Chileans go to the polls in the first round of presidential
elections on November 21, 2021. REUTERS/Ivan Alvarado
"I think there is a very important part of the
country that's tired, they don't want any more of this," said
Gonzalo Cordero, a political consultant and columnist for the
national La Tercera newspaper.
Boric's supporters point out that almost 80% of Chileans, many fed
up with the nation's ultra-free-market economic model, voted last
year to rewrite the nation's constitution . A conservative like Kast
would do little to quell discontent, they argue.
"I think that if Kast is elected, there will be an 'estallido 2.0',"

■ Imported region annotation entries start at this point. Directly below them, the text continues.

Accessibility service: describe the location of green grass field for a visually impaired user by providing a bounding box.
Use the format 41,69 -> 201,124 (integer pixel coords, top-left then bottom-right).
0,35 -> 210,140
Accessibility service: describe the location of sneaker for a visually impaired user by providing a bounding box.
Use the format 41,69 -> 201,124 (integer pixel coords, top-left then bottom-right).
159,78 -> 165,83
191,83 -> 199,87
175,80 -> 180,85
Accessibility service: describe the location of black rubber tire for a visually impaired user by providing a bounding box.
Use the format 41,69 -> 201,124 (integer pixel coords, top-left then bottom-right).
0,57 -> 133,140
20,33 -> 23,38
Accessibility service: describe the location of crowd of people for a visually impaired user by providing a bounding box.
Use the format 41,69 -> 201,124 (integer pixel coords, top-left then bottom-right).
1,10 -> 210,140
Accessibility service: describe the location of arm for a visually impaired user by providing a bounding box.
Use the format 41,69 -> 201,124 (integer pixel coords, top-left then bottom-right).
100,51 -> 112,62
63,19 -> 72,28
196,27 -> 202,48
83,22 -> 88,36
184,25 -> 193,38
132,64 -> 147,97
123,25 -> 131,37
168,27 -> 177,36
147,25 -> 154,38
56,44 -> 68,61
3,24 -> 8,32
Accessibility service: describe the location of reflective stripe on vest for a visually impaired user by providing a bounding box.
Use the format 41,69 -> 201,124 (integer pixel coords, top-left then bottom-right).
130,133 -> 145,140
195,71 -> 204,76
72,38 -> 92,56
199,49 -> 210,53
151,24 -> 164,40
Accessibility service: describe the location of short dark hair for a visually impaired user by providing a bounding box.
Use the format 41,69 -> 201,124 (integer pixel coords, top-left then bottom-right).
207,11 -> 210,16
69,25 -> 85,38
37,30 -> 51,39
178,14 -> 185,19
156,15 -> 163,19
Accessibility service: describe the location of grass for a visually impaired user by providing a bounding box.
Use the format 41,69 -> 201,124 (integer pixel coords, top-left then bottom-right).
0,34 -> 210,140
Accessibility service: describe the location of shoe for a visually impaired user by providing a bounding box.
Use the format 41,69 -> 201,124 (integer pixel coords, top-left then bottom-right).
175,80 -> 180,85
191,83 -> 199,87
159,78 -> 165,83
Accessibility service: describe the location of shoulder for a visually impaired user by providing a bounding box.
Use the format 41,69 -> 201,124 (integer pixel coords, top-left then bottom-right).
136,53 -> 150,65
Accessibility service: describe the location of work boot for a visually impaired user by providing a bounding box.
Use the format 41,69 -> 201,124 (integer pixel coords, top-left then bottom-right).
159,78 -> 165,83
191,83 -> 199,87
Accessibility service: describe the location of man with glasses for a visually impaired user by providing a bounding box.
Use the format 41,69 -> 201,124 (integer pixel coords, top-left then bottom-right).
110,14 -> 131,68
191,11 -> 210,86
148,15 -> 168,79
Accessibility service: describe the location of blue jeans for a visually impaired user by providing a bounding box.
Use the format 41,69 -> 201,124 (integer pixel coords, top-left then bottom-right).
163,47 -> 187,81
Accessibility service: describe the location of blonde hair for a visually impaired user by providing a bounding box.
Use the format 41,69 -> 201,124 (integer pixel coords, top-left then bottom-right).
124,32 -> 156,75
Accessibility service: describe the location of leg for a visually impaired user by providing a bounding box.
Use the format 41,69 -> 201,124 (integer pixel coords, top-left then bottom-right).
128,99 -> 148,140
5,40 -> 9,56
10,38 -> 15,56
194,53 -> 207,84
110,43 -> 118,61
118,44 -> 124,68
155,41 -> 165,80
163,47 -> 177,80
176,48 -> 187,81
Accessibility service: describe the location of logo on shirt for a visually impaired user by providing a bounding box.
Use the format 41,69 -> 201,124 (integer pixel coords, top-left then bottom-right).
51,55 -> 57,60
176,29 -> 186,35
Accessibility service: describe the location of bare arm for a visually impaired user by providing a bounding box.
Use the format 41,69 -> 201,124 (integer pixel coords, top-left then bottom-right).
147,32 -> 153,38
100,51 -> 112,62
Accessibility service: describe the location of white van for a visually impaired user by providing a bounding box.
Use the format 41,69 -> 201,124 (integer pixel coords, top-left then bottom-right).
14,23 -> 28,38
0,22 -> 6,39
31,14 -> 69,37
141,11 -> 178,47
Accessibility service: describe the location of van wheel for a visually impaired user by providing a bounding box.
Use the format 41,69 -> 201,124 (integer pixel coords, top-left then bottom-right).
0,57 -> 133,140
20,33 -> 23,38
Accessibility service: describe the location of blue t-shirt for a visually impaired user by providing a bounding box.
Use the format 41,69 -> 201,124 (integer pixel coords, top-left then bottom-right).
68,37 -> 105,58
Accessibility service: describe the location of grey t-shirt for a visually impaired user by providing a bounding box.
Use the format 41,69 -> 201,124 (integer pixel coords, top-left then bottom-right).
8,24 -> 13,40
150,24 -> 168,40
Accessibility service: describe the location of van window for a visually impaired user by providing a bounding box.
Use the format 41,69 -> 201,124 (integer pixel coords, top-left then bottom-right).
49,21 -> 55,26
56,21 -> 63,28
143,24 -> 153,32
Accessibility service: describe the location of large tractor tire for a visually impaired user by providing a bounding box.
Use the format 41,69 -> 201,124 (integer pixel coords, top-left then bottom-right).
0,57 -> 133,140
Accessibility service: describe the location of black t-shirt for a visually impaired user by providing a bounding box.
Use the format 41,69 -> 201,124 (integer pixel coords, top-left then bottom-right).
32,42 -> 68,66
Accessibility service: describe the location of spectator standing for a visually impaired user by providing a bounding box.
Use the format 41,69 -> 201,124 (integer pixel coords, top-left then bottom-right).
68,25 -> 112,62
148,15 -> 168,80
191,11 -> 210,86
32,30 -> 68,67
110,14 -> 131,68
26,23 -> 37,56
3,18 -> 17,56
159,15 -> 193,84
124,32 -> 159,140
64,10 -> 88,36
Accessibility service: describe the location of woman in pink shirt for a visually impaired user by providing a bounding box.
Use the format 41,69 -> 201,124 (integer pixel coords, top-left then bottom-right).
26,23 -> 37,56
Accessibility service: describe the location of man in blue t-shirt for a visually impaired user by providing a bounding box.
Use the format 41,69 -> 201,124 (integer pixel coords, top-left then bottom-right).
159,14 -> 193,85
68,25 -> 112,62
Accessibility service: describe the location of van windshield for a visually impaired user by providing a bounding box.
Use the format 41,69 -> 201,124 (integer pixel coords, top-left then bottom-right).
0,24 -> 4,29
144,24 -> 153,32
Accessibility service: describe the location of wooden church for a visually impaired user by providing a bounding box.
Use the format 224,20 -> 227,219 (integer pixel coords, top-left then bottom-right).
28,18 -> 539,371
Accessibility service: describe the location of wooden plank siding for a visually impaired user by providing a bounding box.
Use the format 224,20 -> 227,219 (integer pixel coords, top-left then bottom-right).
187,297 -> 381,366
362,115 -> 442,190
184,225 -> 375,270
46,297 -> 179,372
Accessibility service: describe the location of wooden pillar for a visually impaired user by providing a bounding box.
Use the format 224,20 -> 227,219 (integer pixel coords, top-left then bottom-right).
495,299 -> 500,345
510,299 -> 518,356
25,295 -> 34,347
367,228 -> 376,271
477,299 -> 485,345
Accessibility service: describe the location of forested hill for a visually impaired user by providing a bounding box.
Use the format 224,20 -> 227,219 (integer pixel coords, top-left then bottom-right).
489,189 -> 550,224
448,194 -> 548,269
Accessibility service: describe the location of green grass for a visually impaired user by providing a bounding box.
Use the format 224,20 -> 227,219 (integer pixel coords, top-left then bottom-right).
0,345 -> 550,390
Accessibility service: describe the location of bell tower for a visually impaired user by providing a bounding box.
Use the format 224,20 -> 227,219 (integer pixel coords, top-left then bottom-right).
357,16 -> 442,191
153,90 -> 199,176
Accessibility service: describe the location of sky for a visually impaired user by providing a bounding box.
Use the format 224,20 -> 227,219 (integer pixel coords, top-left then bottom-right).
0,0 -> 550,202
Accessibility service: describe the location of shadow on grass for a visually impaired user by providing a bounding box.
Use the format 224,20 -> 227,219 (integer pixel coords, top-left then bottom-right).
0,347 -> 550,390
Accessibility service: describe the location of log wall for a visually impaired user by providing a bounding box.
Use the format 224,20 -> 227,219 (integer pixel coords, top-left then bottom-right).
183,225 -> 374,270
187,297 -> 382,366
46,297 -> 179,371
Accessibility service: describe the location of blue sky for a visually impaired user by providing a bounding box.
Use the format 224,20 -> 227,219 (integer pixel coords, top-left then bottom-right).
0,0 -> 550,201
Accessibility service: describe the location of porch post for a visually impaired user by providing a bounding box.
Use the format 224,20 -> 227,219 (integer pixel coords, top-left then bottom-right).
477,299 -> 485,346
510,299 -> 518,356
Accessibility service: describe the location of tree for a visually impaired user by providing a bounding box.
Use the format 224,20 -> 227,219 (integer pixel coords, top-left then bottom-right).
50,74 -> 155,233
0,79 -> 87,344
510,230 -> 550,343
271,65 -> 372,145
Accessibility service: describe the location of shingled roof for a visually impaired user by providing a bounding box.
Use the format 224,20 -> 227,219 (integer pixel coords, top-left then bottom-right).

said Pedro Muñoz, an elected member of the body re-writing Chile's
constitution.
Still, the Kast campaign is leaning in to the law-and-order message,
as are his supporters.
At his campaign's closing event on Thursday night, he pledged
repeatedly to crack down on crime. The strongest applause came when
he spoke in favor of police officers, many of whom have been accused
by the public and prosecutors of using violence against protestors.
Several supporters insisted without evidence in interviews that the
"estallido" was the product of foreign provocateurs, such as the
Venezuelan or Cuban governments.
Banners in favor of Trump were common, as were anti-crime banners
such as "Orden con Kast," or "Order with Kast."
Boric, for his part, is leaning in, too. While for Kast's supporters
the protests are a symptom of decline and disorder, for Boric, they
are a sign the previous order was not worth saving.
"We're going to do our politics from the streets," Boric said at his
own campaign event on Thursday night.